Moins de capteurs en production porcine
Dans l’élevage et l’engraissement porcin, l’utilisation des capteurs n’en est pas encore à un stade aussi avancé. Pour les systèmes de pesée et de tri mentionnés plus haut, les éleveurs recourent souvent à des marques auriculaires électroniques pour l’identification individuelle des animaux. Parmi les 158 éleveurs de truies interrogés, 30 % utilisent des marques auriculaires électroniques. Seuls 3 % des 124 engraisseurs porcins interrogés ont affirmé utiliser des marques auriculaires électroniques. Les engraisseurs sont en revanche plus nombreux à recourir aux systèmes de pesée optiques (6,5 %) que les éleveurs de porcelets (moins de 2 %).
Conclusion
Les analyses effectuées montrent que la digitalisation se diffuse à un rythme différent selon les branches d’exploitation pratiquées. La digitalisation recèle un énorme potentiel pour améliorer l’efficacité du travail, augmenter la production et favoriser la santé animale.

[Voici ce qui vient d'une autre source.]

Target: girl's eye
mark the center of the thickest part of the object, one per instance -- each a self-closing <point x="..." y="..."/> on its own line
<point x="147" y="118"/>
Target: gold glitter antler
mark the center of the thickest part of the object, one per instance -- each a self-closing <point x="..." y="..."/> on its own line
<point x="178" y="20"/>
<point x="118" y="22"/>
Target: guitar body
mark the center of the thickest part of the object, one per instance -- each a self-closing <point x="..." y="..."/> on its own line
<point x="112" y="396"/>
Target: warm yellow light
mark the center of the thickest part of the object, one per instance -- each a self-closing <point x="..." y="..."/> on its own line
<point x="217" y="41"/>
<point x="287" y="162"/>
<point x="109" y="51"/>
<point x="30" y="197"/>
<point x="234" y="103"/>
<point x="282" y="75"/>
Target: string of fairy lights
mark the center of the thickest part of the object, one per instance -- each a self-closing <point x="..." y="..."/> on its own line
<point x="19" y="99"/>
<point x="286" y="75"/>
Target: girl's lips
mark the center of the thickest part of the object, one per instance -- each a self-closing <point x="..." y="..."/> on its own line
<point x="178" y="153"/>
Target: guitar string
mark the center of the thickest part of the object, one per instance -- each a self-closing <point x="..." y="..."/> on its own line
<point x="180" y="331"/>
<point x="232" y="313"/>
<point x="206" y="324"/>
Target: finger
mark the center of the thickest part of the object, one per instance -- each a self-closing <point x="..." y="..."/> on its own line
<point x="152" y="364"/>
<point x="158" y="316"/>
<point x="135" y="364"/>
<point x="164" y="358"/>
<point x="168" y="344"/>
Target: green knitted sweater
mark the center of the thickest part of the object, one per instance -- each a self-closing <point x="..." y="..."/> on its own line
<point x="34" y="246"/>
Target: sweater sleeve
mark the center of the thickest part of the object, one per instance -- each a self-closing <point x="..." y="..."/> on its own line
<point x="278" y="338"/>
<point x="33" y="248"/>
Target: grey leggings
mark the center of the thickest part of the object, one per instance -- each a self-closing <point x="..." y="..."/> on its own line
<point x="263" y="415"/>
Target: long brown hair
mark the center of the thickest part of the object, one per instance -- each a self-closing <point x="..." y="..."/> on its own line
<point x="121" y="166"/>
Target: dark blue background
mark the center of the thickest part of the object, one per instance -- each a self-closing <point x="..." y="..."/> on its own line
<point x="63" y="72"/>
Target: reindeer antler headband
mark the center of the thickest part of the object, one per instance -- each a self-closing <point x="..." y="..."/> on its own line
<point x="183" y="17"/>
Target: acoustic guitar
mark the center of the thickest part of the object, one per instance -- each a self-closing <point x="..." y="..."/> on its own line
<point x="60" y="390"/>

Pour les exploitations, les investissements dans la digitalisation doivent cependant avant tout être intéressants financièrement. L’évolution étant très rapide dans ce domaine, les systèmes proposés sont parfois utilisés avec un temps de retard dans la pratique. Il est malgré tout intéressant de constater que même dans un pays comme la Suisse, où les structures agricoles sont de taille plutôt modeste, les nouvelles technologies et capteurs ont tendance à se diffuser toujours davantage.